Shares of BSE Limited traded higher during Thursday’s trading session following the announcement of significant regulatory news by the exchange regarding the Securities Exchange Board of India. This approval will enable the stock exchange to add more depth to its derivatives segment, which has been recording robust growth in India’s capital markets with the participation of both institutional and retail investors.
With a market cap of Rs 1.1 lakh crore, the shares of BSE Ltd jumped about 4% in today’s trading session and reached a high of Rs 2,727.90. When compared to its previous day’s closing price of Rs 2,626.90. The shares are trading at a PE of 50.4, whereas their industry’s PE is at 49, and they have given a return of more than 4,000% in the last 5 years.

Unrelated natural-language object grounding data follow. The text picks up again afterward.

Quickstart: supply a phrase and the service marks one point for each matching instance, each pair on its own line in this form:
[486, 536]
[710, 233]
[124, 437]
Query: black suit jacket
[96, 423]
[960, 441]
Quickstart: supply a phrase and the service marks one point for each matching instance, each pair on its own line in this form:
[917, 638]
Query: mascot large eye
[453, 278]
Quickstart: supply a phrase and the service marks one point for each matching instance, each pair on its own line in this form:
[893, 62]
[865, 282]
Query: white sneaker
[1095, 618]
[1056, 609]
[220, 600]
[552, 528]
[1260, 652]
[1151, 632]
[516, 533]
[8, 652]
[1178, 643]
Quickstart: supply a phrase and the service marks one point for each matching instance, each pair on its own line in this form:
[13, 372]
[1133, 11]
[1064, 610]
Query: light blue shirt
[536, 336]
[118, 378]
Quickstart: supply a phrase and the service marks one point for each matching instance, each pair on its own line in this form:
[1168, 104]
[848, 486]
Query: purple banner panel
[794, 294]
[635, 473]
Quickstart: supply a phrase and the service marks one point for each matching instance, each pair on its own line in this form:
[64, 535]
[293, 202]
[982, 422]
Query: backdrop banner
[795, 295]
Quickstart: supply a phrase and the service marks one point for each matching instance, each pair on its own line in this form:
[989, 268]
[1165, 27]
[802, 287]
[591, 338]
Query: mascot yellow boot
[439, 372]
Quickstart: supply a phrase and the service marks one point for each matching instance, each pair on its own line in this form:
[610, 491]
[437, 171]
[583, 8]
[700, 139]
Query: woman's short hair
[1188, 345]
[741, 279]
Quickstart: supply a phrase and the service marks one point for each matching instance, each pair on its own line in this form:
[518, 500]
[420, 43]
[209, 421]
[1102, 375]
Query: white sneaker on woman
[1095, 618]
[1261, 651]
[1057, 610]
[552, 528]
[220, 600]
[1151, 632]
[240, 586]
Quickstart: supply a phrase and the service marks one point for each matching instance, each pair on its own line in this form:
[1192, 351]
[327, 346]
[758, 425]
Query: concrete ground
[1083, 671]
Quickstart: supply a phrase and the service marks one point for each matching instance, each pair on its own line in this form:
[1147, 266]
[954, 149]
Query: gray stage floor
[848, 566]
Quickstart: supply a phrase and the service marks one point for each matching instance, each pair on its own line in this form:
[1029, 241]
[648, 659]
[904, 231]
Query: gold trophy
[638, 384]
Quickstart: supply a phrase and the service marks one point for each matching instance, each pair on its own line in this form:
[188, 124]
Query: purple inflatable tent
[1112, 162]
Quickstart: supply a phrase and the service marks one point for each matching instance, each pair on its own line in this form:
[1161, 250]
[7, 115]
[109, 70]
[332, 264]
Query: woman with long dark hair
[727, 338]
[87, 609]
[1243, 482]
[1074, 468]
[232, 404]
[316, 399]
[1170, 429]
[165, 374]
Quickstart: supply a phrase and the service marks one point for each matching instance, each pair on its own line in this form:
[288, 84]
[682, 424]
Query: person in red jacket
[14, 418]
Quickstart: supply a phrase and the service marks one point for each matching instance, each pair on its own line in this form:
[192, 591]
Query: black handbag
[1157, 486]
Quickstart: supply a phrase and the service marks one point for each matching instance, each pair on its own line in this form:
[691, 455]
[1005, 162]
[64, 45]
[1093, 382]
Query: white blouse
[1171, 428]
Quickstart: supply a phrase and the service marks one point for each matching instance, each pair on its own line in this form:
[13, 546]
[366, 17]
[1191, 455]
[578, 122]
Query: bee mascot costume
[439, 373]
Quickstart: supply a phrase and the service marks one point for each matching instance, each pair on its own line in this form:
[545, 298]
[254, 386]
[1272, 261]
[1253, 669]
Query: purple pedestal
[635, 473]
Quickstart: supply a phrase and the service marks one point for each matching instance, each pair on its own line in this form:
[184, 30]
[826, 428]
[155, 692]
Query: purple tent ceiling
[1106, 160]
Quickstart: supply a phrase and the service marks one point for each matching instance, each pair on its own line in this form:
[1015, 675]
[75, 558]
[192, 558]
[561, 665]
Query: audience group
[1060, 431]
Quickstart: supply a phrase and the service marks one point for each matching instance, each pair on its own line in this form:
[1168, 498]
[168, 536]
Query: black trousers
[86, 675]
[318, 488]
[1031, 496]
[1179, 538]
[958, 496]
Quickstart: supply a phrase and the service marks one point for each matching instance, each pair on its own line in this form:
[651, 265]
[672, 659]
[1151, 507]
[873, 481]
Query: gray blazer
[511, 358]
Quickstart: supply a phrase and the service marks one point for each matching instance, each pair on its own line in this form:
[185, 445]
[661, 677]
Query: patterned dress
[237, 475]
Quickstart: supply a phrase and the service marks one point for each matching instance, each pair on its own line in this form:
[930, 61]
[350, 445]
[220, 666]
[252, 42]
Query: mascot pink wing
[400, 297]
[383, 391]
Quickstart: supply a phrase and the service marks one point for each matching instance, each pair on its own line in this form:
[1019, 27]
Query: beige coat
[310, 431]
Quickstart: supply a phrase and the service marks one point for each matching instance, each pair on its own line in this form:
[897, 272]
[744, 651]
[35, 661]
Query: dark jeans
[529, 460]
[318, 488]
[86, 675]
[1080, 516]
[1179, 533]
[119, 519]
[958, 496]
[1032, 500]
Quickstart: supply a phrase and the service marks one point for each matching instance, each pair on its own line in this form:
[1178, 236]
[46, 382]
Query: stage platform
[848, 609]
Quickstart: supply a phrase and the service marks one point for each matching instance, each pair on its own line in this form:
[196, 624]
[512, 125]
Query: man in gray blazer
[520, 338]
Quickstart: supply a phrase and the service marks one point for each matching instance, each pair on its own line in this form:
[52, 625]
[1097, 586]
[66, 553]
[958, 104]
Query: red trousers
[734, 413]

BSE Gets SEBI Nod to Launch Derivatives on Sensex Next 30 Index
BSE Limited has been given approval by the Securities and Exchange Board of India (SEBI) to develop derivative contracts on the BSE Sensex Next 30 index, marking the latest in a series of developments in the derivatives space for the company. The move is likely to enable investors with further avenues to hedge and trade on companies that are just outside the main Sensex index constituents, while still being large and liquid in the market.
Sensex Next 30 Index
The Sensex Next 30 Index is a measure that tracks the next lot of large and liquid companies in the BSE 100 universe that are still outside the main BSE Sensex index. The companies are already part of the derivatives market and are potential future constituents of the main BSE Sensex Index. The move by BSE to develop derivatives on this index is likely to further enhance market participation and provide trading avenues for institutional and retail investors alike.

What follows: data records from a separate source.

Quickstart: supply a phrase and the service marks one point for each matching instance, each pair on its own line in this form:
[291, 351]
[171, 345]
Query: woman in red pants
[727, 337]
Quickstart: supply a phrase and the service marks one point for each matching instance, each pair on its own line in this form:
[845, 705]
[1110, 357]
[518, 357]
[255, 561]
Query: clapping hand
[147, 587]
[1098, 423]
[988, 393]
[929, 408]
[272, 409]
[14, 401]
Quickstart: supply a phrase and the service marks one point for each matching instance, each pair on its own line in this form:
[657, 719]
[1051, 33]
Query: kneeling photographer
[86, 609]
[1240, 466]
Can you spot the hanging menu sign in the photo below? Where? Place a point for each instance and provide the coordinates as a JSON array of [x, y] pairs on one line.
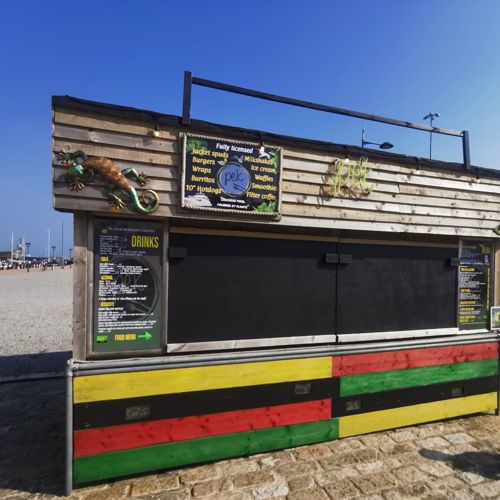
[[228, 176], [127, 285], [474, 284]]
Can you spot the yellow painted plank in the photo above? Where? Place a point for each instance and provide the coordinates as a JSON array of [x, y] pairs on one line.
[[354, 425], [202, 378]]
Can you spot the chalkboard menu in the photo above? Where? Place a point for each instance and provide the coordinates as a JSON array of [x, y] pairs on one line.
[[474, 284], [227, 176], [127, 285]]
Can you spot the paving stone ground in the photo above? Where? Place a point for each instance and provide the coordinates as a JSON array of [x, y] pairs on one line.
[[457, 459]]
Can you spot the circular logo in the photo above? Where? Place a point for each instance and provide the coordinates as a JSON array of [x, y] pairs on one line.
[[233, 179]]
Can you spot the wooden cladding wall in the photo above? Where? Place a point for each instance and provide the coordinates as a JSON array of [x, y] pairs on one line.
[[404, 198]]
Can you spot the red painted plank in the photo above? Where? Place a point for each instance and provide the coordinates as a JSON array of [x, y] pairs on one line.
[[122, 437], [412, 358]]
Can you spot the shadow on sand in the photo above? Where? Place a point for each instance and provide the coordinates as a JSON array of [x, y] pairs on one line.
[[482, 463], [32, 425]]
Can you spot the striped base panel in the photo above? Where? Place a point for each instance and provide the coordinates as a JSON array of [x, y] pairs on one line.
[[138, 422]]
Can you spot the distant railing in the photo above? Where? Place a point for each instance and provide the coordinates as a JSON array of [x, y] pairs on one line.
[[190, 80]]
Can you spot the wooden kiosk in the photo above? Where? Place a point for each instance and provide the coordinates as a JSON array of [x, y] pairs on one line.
[[262, 291]]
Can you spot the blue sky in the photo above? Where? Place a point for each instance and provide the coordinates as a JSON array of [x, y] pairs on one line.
[[387, 57]]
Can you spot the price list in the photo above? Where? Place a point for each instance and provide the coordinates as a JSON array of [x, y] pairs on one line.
[[474, 284], [127, 291]]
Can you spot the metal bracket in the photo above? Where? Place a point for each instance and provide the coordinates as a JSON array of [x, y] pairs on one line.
[[190, 80]]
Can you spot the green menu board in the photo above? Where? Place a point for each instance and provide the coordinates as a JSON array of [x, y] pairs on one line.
[[127, 285], [474, 284]]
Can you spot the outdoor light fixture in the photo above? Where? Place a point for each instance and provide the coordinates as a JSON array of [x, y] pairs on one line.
[[431, 117], [383, 145]]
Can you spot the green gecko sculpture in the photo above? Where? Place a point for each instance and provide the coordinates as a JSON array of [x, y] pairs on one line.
[[82, 169]]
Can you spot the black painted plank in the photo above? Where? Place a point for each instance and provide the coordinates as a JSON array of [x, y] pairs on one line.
[[126, 411], [416, 395]]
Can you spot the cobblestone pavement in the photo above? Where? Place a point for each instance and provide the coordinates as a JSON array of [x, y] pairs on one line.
[[458, 459]]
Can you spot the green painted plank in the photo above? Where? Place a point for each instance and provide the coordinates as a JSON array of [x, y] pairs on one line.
[[163, 456], [416, 377]]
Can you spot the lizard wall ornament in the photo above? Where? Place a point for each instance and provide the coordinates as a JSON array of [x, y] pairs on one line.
[[82, 169]]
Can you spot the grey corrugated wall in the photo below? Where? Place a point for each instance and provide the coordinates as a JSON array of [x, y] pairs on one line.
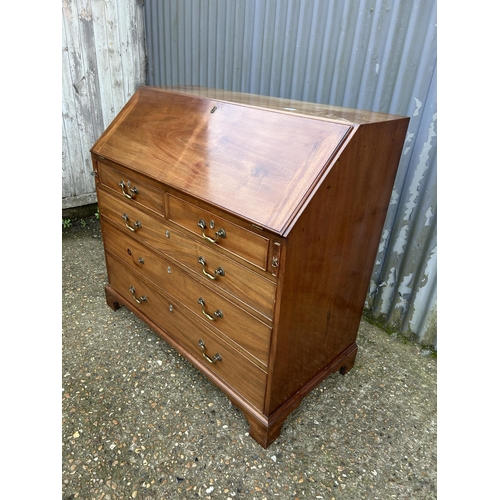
[[378, 55], [103, 63]]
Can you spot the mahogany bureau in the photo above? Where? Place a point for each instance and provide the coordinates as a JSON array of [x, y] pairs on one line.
[[243, 230]]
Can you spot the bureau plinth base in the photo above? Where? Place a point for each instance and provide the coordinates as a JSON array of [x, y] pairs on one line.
[[265, 430], [111, 298]]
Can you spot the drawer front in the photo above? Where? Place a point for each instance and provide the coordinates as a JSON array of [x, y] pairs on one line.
[[237, 371], [249, 246], [221, 272], [245, 330], [244, 284], [132, 190]]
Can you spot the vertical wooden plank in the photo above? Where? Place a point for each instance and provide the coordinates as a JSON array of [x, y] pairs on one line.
[[103, 61]]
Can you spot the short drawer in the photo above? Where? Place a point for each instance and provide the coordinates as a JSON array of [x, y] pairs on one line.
[[132, 190], [221, 233], [236, 370], [246, 285], [245, 330]]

According to the new framework, the exchange would launch cash-settled monthly index futures and monthly index options that would expire on the last Thursday of the expiry period, similar to other existing index derivatives. These instruments would enable investors to take directional bets on the index or hedge their portfolios against any broad market movement involving mid-to-large-cap companies.
The launch of derivatives would also have positive implications for liquidity and price discovery in the underlying stocks and would help to reinforce BSE’s position in the competitive space for derivatives trading. As exchanges become increasingly innovative with the launch of new derivatives based on indices, it may have positive implications for the trading activity in India’s capital markets.
Financials
The revenue from operations for the company stood at Rs 1,244 crores in Q3 FY26 compared to the Q3 FY25 revenue of Rs 768 crores, up by about 62 per cent YoY. Similarly, the net profit stood at Rs 597 crore in Q3 FY26, up compared to the Rs 219 crore profit in Q3 FY25.